The use of e-cigarettes and other smoking equipment in and outside schools is common, both students themselves and school management admit. Police raids and discussions hosted by schools do not produce good results, Zemgale regional television reported October 17.

Students most often become acquainted with addictive substances at schools.

“It seems pretty cool — that dizziness for a few seconds, and you want more and more, and the dose increases. Most likely, I started using because there were some acquaintances ones who started, and I asked them to try, and I liked it, and bought it myself, too,“ one Baloži high school student told Zemgale Television.

Schools are looking for solutions to combat young people's desire to use different substances, but local governments admit that this fight is not straightforward because school workers are forbidden to do a lot of things.

“It's not as easy to check things. Young people are asked to present the contents of the bag, I can't go through the contents of the bag myself, “explained Baložī High School social worker Inga Boša.

Chairman of the Ķekava municipality Council Juris Žilko also admitted that the situation is quite dramatic.
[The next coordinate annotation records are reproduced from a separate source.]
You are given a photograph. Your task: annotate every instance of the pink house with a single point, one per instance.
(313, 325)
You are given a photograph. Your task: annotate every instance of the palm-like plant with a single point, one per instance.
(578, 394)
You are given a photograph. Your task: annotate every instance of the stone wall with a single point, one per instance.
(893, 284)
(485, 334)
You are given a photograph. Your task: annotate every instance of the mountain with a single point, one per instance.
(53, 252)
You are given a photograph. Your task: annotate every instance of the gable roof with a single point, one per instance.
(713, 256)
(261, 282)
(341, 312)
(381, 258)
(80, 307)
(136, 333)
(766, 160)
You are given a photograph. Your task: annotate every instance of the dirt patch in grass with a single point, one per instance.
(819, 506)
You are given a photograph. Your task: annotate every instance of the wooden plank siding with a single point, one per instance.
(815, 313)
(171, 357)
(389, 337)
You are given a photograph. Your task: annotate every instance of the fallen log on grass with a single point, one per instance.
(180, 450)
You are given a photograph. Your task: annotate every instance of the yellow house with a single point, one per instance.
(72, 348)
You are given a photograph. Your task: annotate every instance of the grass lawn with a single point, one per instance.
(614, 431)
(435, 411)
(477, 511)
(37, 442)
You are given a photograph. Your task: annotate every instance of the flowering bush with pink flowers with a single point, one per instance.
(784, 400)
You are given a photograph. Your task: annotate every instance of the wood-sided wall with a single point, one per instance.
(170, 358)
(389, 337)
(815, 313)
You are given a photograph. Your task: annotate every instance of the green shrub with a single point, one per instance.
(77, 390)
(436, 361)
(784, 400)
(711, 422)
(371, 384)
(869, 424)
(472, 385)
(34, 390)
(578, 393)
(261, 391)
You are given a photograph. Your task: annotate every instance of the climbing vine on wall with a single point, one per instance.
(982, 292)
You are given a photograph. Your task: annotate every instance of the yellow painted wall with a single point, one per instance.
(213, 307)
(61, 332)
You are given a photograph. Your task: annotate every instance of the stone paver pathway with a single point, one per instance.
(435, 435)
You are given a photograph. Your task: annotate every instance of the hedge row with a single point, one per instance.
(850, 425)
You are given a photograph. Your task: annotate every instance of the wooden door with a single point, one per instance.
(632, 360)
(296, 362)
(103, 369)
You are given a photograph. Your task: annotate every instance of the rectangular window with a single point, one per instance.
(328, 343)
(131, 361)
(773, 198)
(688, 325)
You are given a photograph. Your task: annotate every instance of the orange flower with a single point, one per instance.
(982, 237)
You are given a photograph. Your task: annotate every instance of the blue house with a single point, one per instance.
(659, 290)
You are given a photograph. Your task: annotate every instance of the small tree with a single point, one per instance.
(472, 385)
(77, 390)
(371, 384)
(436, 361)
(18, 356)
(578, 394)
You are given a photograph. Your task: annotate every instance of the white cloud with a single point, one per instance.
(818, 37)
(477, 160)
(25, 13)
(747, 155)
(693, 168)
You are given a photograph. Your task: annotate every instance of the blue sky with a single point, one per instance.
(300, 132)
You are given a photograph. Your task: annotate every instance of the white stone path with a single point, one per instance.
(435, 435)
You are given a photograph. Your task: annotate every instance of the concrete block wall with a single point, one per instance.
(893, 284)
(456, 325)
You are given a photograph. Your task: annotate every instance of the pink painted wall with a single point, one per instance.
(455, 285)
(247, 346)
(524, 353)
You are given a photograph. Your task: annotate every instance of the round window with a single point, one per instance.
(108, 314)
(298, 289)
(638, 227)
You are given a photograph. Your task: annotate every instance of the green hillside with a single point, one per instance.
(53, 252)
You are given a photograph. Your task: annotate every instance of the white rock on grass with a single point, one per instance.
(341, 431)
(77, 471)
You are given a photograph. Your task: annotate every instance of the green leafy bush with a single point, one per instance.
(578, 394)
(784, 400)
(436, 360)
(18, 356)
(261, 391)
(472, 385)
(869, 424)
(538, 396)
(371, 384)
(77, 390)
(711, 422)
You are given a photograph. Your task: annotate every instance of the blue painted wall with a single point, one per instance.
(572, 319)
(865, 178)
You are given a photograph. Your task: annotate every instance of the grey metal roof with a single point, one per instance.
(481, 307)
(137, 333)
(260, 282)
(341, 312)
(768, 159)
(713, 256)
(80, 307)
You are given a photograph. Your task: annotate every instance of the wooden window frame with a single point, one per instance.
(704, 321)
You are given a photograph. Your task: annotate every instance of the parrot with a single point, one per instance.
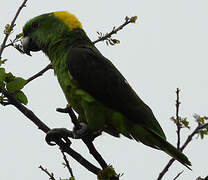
(92, 85)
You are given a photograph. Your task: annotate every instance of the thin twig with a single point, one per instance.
(87, 140)
(64, 146)
(196, 131)
(12, 24)
(115, 30)
(188, 140)
(46, 171)
(178, 175)
(178, 124)
(67, 164)
(39, 73)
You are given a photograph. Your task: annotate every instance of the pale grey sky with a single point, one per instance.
(165, 49)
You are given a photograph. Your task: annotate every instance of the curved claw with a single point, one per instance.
(58, 133)
(79, 133)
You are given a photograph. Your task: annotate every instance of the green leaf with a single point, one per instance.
(185, 123)
(2, 74)
(201, 134)
(18, 36)
(21, 97)
(15, 85)
(9, 77)
(2, 85)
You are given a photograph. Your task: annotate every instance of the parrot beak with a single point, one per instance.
(28, 45)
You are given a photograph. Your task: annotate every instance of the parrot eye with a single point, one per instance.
(34, 25)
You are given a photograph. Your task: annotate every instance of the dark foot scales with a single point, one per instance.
(58, 134)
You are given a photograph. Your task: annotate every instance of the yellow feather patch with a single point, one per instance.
(69, 19)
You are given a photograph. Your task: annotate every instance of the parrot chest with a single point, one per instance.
(89, 109)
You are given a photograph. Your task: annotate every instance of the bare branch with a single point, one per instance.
(11, 26)
(67, 164)
(115, 30)
(63, 145)
(178, 124)
(46, 171)
(178, 175)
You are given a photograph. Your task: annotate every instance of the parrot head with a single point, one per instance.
(48, 29)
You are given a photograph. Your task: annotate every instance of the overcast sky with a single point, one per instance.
(165, 49)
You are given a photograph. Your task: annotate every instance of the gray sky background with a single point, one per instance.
(165, 49)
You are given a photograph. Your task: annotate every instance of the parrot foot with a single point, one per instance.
(84, 133)
(81, 131)
(58, 134)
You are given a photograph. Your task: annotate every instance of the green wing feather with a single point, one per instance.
(98, 76)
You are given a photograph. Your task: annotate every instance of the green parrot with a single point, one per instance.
(92, 85)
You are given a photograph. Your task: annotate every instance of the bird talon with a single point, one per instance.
(78, 133)
(58, 133)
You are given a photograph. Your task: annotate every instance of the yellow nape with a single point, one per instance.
(69, 19)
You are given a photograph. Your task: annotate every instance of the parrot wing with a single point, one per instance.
(99, 77)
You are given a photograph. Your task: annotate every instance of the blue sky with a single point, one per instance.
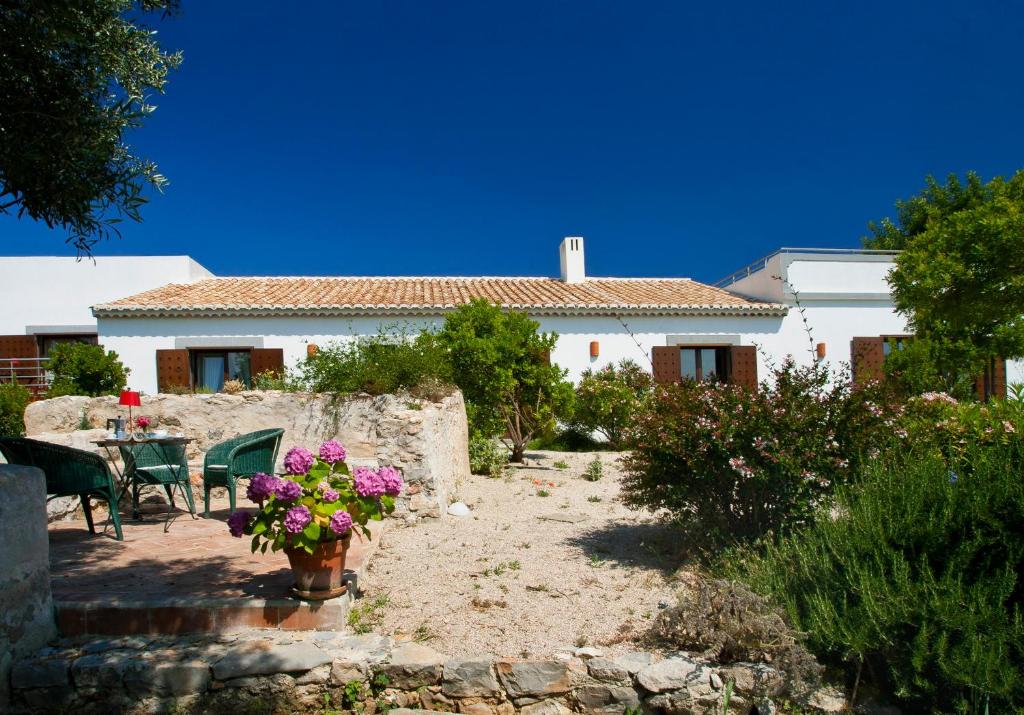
(469, 137)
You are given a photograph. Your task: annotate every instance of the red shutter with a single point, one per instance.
(866, 359)
(666, 364)
(18, 346)
(172, 370)
(267, 360)
(743, 366)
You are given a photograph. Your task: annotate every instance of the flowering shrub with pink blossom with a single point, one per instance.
(732, 463)
(316, 500)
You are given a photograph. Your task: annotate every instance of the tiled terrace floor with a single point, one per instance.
(195, 577)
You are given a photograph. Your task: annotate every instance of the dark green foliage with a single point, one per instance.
(390, 362)
(75, 78)
(731, 463)
(485, 457)
(606, 400)
(13, 398)
(916, 573)
(83, 369)
(501, 363)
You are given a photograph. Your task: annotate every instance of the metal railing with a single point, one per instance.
(31, 373)
(762, 263)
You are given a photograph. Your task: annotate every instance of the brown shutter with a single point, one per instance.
(18, 346)
(866, 359)
(172, 370)
(666, 364)
(267, 360)
(743, 366)
(992, 382)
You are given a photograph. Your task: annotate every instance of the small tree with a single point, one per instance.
(606, 400)
(83, 369)
(501, 364)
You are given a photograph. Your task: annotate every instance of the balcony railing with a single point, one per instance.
(31, 373)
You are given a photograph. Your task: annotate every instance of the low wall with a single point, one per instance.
(427, 440)
(332, 672)
(27, 621)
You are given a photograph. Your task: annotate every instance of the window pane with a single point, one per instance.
(688, 364)
(211, 372)
(709, 367)
(239, 368)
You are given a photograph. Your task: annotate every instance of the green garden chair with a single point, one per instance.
(240, 457)
(70, 472)
(154, 464)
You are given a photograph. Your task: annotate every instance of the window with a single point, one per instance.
(894, 342)
(704, 364)
(213, 368)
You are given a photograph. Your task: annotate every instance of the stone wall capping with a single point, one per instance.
(295, 670)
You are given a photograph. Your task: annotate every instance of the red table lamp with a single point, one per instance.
(130, 398)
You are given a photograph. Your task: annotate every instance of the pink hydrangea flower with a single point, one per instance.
(298, 461)
(368, 482)
(237, 523)
(297, 518)
(391, 478)
(332, 452)
(341, 522)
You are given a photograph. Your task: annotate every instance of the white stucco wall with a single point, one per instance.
(56, 292)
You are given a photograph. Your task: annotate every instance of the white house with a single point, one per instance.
(188, 328)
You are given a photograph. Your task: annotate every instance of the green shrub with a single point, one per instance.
(84, 369)
(607, 400)
(390, 362)
(13, 398)
(915, 575)
(732, 463)
(485, 457)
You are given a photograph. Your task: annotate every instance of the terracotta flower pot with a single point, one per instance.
(318, 576)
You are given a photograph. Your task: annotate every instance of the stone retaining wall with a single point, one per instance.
(427, 440)
(26, 604)
(330, 672)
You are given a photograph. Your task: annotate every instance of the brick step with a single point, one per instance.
(175, 617)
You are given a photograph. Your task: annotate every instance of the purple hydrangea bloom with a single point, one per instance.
(298, 461)
(237, 523)
(297, 518)
(261, 487)
(341, 522)
(391, 478)
(368, 482)
(332, 451)
(288, 491)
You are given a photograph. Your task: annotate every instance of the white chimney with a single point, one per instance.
(570, 254)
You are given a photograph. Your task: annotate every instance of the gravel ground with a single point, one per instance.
(507, 582)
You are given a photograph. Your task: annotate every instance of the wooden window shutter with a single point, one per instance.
(743, 366)
(992, 382)
(866, 359)
(18, 346)
(666, 364)
(267, 360)
(172, 370)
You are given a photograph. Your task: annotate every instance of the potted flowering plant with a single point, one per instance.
(310, 513)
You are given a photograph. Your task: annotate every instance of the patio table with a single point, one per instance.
(113, 447)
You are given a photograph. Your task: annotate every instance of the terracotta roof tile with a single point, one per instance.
(421, 295)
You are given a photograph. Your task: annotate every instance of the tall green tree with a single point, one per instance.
(960, 277)
(500, 361)
(75, 77)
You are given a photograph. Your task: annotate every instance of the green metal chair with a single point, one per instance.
(154, 464)
(239, 457)
(70, 472)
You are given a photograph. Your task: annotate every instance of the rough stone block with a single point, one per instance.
(470, 677)
(413, 666)
(534, 677)
(261, 658)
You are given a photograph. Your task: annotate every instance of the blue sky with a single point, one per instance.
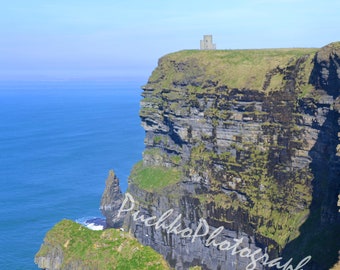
(110, 39)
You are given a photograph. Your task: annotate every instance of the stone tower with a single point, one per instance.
(206, 43)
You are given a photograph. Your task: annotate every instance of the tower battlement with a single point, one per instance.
(206, 43)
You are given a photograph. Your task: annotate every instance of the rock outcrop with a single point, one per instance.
(111, 201)
(253, 136)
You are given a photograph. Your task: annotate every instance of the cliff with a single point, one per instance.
(249, 141)
(70, 246)
(241, 168)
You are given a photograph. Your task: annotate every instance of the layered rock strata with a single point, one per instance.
(253, 136)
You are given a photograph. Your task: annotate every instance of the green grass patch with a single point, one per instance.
(109, 249)
(154, 178)
(233, 68)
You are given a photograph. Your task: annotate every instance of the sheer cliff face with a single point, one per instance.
(254, 136)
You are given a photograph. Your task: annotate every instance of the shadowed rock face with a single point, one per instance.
(256, 137)
(112, 199)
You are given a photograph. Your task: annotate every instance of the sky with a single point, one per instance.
(116, 39)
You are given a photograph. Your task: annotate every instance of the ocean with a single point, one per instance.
(58, 141)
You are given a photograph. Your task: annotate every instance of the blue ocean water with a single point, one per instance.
(58, 140)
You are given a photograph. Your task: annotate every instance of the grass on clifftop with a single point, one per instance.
(233, 68)
(109, 249)
(154, 178)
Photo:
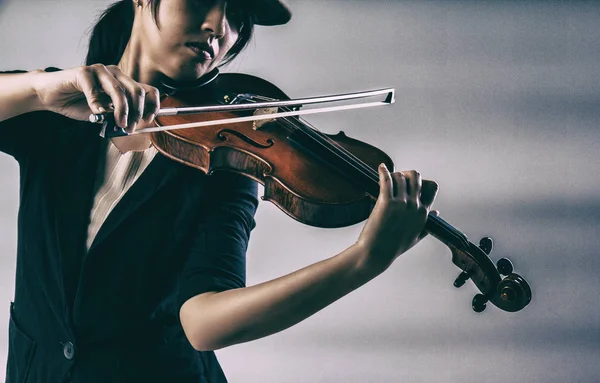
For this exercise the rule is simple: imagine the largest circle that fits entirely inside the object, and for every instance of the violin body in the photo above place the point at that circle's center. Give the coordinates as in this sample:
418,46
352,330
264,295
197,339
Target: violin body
317,193
319,179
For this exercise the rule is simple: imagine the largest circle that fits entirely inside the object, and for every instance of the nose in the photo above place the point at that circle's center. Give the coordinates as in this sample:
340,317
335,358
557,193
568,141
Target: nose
215,21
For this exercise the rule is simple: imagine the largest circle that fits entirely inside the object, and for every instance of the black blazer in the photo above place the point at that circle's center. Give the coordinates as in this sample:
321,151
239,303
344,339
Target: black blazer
112,314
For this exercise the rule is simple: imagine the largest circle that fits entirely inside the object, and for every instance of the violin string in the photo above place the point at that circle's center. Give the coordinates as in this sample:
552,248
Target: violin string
323,142
331,145
334,148
327,143
294,124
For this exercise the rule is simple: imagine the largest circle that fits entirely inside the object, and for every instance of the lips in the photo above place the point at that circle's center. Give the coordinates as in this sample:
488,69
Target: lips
201,50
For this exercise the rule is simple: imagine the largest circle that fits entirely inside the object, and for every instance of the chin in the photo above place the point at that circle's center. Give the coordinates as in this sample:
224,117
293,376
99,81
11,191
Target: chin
189,72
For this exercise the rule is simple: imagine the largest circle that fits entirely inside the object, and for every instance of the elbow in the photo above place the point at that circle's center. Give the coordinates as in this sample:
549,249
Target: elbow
202,334
202,342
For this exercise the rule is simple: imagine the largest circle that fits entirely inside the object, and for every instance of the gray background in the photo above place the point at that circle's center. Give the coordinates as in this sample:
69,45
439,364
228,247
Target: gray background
497,101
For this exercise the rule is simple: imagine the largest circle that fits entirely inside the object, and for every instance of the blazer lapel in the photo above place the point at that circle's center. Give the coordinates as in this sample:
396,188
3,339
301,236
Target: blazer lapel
158,173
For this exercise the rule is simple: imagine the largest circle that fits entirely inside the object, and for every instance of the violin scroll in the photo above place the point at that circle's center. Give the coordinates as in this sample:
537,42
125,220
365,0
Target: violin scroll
511,293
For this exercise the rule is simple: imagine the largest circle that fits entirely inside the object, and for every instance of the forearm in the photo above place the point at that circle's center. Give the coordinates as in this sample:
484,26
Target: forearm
217,320
17,94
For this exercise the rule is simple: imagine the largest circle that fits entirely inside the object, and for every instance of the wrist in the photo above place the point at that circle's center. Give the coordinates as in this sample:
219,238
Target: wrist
36,80
367,261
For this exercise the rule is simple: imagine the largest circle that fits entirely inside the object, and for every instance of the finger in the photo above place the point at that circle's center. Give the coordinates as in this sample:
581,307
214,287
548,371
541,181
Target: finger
400,186
424,233
152,103
136,96
117,94
88,83
413,186
385,182
429,191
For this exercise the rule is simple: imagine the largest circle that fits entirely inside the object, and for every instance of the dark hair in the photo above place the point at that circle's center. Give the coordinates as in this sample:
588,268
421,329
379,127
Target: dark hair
112,31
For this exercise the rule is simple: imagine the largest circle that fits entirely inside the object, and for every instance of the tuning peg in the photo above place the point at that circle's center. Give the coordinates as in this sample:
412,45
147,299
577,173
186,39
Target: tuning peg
461,279
479,302
505,266
486,245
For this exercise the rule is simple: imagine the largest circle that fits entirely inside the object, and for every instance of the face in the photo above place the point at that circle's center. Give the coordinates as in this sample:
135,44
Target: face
189,37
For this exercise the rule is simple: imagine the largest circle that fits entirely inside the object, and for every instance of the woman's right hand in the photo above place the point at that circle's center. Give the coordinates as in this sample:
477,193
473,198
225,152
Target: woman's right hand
398,219
80,91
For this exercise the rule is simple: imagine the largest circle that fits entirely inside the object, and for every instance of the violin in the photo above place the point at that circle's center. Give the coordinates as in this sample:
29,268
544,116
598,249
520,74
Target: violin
249,126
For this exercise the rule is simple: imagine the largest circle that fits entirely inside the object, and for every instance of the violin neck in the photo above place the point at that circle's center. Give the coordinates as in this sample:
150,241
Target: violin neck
445,232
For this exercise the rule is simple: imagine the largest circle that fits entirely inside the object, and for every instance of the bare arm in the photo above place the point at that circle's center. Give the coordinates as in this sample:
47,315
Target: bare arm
241,315
77,92
218,319
17,94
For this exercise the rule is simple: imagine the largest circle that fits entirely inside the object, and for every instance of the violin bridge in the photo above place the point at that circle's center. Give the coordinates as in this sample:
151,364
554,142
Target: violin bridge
258,112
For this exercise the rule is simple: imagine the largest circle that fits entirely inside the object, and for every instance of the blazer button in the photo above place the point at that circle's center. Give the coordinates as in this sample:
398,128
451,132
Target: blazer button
69,350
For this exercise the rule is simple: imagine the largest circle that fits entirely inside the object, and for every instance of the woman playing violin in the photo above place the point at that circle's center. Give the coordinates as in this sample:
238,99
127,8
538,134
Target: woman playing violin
131,266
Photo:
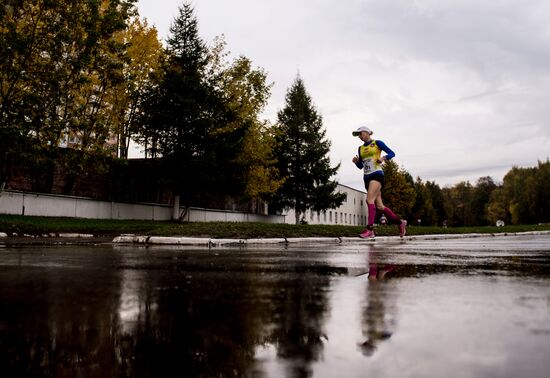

“We are appealing to the whole community, but parents in particular, to help schools. Amendments to the rules on the circulation of these electronic cigarettes may also be necessary,” he said.

One solution is to raise the age at which cigarettes and smoking equipment can be purchased. Similarly, representatives of the municipality of Ķekava think that it should be prohibited to sell e-cigarettes of different flavors, but only to allow tobacco flavor.

In contrast, raids and inspections by school management or police do not particularly help, according to the students. Students learn about such inspections in advance, and everything is quickly hidden away.

The local government police pointed out that the problem has been ongoing for a long time. In addition, the system set up by pupils to sell unauthorized items is also worsening the situation.

"We found cases where, say, there was a kind of wholesale - pupils buy in one place and sell to schoolmates for some sort of slightly higher amount. This one was also a source of earning for them," said Māris Bomiņš, the police chief of Ķekava local government.

If a student is caught using and selling unauthorized substances, an administrative violation process may be initiated against him or her, which may result in different types of penalties.